Sunday, August 26, 2007

My Baby's a Top

Well it's been a little while since I've posted here. It's been a busy week & between a yeast infection & vaginal bleeding, some sleepless nights & an infected ingrown toenail I've just not had it in me to blog. Until today. As a special bonus to all you lovely QWOC fans I'm going to post on my favorite subject: sex. Here goes!

I'm not sure among regular vanilla sexual heterosexuals (vanilla means not too kinky sexually) if discussions of who's a top & who is a bottom comes up. With the dudes I've dated (yes indeed I've "known" some guys) this has never really come up. It's never been a key factor that was discussed before engaging in the relationship.

But in many queer relationship and among the kinky the "are you a top or bottom" question is very important. First though we must define what top & bottom means. You don't have to be into S/M to have a tendency toward one of these sexual roles. Some people who are tops simply & naturally enjoy being sometimes quite literally on top. Many a top is the more aggressive partner, meaning everything from initiating sex more to penetrating their partner, to being the "giver" to enjoying mild to severe physical demonstration upon their sexual partner including such things as light playful spanking to beating their partner with whips & such.

A top doesn't always have to be on top or the giver. Some tops can "demand" to be tied up or receive oral sex or be more subtle & somehow convey a sense of being in charge sexually with just their eyes and facial expressions.

A bottom is also a diverse expression of sexuality. A bottom can literally enjoy being on the bottom more. A bottom may enjoy receiving pleasure whereas a top gets off (sometimes literally) on giving pleasure. Also bottoms may enjoy simply giving up their power to their partner & being taken and having done to them whatever their top wants to do. Not all bottoms are that way though. Some enjoy making or getting their partner to spank them or punish them or ravage them (whew is it getting hot in here?) or discipline them or penetrate them. They may do this by being quietly naughty or even loud & demanding.
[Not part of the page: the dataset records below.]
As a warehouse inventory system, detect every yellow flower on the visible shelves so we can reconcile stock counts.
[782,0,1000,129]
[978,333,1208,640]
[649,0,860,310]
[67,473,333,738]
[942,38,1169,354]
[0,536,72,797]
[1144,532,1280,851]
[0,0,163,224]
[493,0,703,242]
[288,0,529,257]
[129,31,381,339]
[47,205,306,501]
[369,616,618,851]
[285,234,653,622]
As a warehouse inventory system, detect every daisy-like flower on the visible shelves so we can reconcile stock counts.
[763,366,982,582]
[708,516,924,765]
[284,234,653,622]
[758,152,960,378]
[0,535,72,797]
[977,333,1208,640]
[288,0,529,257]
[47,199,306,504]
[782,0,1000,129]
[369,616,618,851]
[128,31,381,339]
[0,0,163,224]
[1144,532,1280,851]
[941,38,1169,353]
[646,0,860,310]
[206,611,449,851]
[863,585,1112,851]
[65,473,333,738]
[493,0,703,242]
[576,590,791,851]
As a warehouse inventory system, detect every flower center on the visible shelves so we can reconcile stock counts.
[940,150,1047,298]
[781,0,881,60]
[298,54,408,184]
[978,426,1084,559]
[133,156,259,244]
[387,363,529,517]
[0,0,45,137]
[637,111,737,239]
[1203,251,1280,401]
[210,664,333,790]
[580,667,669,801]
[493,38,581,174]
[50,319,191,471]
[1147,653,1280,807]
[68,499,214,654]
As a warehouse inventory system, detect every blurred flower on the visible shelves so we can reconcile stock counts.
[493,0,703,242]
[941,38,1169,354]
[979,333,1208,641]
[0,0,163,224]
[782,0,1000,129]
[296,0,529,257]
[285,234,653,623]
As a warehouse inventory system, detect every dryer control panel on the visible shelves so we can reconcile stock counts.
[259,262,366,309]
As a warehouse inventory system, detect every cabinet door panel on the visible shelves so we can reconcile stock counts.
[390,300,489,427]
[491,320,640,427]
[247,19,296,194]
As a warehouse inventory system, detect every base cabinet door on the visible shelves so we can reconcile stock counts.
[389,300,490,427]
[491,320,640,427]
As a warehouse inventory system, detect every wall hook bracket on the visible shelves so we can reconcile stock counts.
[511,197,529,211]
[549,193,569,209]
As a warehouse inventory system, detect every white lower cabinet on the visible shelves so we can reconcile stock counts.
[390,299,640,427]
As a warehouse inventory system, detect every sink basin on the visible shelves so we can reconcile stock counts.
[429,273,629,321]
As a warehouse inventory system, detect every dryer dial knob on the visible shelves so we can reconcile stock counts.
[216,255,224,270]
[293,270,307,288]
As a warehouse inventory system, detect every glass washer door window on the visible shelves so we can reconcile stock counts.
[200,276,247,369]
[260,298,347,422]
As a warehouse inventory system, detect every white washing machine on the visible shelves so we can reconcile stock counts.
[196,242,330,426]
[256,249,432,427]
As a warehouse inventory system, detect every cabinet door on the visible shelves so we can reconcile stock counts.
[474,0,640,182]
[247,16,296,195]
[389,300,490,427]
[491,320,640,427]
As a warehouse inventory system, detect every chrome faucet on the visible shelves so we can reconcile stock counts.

As the Fairy Butch says about these sexual roles it's about "the position you favor relative to sexual power."

Life is not as we all know simply black or white, good or bad. And in terms of sexuality there is more than just bottom or top. The old school terms for some one who could be both a bottom & top was switch. Nowadays most of us say versatile. I think most folks are generally able to switch power expression and roles as the energy dictates. It's up to the couple to negotiate & share through verbal and non-verbal communication where each person is in terms of their personal sexual expression. Sometimes in a couple where both partners are versatile and lets say both feel like being more aggressive, one may have to acquiesce for the moment & then get their turn later.

Like most folks my partner & I have a very diverse & exciting sexual expression. We don't have any kind of routine & like to "mix it up" on many levels. And while I'm defiantly versatile I tend more toward a bottom expression. I enjoy most being taken by my partner & having her in charge so to speak of our sexual act. This doesn't mean I'm not an active participant or have power. In fact it's a little known fact that the bottom is often really the one in charge because s/he is letting the other person do what their doing and without such permission nothing would take place. I'm passionate as a bottom & pull hair & push my partner to me, but I let her take her time & enjoy her demonstration of sexual power. I'm what one would call a versatile bottom because if I'm in a sexual situation where my partner is a bottom I'm able to be the top with no problem. Though for me such a scenario couldn't last on a long term basis but I do sometimes enjoy and even crave to be sexually dominant.

My partner is versatile to a degree. But calling her a versatile top might be a slight stretch. Yes she likes to receive & will have me physically on top of her, but there are things that I just can't top her with. That doesn't mean I can't show her new things or initiate sex. I do. But overall she always wants me to receive and enjoy the pleasure she gives. She often will physically pull me to her at the start of sex. And the most important part, she pays attention to what I like & where my energy is and knows intrinsically how to respond. And that makes my baby not only a top but a great one.